New VCU Parkinson’s Center Focuses on Research, Treatments and Education
University Public Affairs
Virginia Commonwealth University recently celebrated the opening of its Parkinson’s Disease and Movement Disorder Evaluation Center, one of the very few of its kind in the United States.
The evaluation center brings specialists together to work collaboratively to evaluate, create a treatment plan and provide disease management for each patient.
The multidisciplinary team includes movement disorders neurologists, clinical neuropsychologists, physical therapists, speech-language pathologist/therapists, sleep medicine neurologists and gastrointestinal physiology neurologists.
“There is a demand for comprehensive evaluation for people with this complex disease,” said James Bennett, M.D., chair of the Department of Neurology and founding director of the Parkinson’s and Movement Disorder Evaluation Center. “Patients with Parkinson’s have many needs; each person has different deficits. The evaluation center will look at the complete person and provide a total, comprehensive evaluation.”
The center also combines research, education and outreach to provide a coordinated approach for developing strategies that combat neurodegenerative diseases and movement disorders.
The highly integrated, multidisciplinary center moves groundbreaking research from novel approaches in the laboratory to clinical trials, translating discoveries into treatments for patients. A major goal of the center is to advance the understanding of Parkinson’s and related conditions in terms of defining biological causes and developing new treatments.
Michael Rao, Ph.D., president of VCU, said an important aspect of VCU’s role as a research university is to use research as a tool for improving treatment and exploring “novel ideas that make a difference.”

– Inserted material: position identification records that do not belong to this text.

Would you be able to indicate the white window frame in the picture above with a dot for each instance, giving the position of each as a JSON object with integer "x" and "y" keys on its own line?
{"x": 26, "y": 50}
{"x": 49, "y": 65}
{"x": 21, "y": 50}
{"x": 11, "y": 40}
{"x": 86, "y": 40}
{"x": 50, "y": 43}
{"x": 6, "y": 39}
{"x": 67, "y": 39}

“We do research, we do clinical trials, and now we have this concentration in the Parkinson’s Disease and Movement Disorder Evaluation Center,” Rao said.
Facilitating the education and training of both physician and patient communities is a vital component of the center. Specialists work with and train tomorrow’s physicians who will care for patients and continue to seek answers through research.
“We now have critical mass and incredible breadth of scholarship that will move us to a level of national distinction,” said Jerome Strauss, M.D., Ph.D., dean of the VCU School of Medicine. “This has given incredible visibility to Parkinson’s Disease; it has given us hope for the future, and, with all sincerity, it is a point of great pride for the School of Medicine, the health system and the university.”
The education and outreach program within the center focuses on partnering with members from the community, including patients, caregivers, family members, friends, trainees, scientists and clinicians.
By creating this community network, the center empowers members to advocate for the continued support of basic clinical research, access to care and treatment, development of new therapies and training for future scientists and clinicians.
One of the strongest relationships between the center and the community has been with the Movers and Shakers, a grassroots Parkinson’s disease advocacy group in Richmond.
“The Movers and Shakers have been instrumental in making this center a reality through their hard work and generous support,” Bennett said. “They are truly great partners.”